The most notable difference between FICO and VantageScore is that the former takes the loan you have recently applied for and other small credit-related activities into consideration. VantageScore calculates the score based on your financial performance and credit history over time, instead of a single bill. This is quite helpful for lenders that want to look at the bigger picture to determine the borrower’s credibility.
How to Improve Your VantageScore?
There is a lot you can do to improve your credit score, but a few things will help better your VantageScore in particular. Here’s what can help.
- Try to have a diverse variety of financing, such as auto loans, credit cards, and installment loans.

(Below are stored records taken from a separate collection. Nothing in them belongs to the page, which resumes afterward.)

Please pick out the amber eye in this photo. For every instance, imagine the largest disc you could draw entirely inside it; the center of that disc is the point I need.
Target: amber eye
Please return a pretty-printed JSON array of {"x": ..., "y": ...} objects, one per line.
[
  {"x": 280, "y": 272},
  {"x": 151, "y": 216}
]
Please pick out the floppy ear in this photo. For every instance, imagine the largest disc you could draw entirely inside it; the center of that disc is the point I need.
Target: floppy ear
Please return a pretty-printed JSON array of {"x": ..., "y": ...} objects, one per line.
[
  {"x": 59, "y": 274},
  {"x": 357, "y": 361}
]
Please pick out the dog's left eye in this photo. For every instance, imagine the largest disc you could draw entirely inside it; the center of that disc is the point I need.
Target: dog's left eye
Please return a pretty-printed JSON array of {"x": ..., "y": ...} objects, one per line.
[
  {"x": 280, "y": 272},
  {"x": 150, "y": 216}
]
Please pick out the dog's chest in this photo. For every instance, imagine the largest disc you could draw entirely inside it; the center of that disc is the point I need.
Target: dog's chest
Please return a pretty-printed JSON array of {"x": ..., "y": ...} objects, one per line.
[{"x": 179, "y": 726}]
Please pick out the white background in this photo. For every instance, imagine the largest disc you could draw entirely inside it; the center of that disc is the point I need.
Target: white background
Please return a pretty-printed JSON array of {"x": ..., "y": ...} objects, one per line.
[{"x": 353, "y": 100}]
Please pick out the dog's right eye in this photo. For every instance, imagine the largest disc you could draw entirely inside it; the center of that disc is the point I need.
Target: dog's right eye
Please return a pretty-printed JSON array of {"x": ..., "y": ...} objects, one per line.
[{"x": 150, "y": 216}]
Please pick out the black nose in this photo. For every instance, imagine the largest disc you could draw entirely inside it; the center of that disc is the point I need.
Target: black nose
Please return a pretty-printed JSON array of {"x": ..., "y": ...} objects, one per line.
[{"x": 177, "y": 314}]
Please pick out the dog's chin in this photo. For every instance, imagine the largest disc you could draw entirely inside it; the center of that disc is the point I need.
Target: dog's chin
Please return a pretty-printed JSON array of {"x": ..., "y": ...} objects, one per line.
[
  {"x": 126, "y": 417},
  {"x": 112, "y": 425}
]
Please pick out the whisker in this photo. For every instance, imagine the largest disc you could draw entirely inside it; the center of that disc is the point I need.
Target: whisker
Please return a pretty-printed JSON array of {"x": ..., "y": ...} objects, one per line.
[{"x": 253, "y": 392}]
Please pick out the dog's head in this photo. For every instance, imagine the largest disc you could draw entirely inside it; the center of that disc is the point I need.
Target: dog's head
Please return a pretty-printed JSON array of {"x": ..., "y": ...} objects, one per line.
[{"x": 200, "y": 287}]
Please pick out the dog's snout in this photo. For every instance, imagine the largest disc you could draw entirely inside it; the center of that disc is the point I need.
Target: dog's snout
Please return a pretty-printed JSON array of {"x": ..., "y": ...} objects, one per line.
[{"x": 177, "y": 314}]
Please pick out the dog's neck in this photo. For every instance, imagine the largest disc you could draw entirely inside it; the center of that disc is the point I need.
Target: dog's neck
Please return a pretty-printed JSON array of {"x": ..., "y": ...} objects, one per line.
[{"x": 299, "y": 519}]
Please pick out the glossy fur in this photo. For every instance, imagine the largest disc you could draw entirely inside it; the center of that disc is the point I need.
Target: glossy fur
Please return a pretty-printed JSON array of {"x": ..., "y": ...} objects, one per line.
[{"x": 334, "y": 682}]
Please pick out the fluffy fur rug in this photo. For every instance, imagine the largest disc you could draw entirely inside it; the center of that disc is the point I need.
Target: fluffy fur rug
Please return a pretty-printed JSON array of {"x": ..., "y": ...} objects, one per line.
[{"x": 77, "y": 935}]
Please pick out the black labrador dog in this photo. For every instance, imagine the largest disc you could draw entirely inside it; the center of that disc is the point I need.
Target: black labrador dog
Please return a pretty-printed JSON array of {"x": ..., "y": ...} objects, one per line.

- Keep your credit card accounts open even if they are not required anymore.
- Do not request a hard credit inquiry frequently.
- Pay your utility and card bills on time.
- Request a soft credit inquiry and watch out for any errors. File a dispute immediately to improve your credit score.
- Maintain a credit utilization ratio below 30%.
- Do not apply for different loans simultaneously.
Businesses planning to open a merchant account or those applying for business loans must keep their VantageScore above 700 to secure a loan easily. A good credit score improves your chances of getting credit from any bank at a nominal interest rate.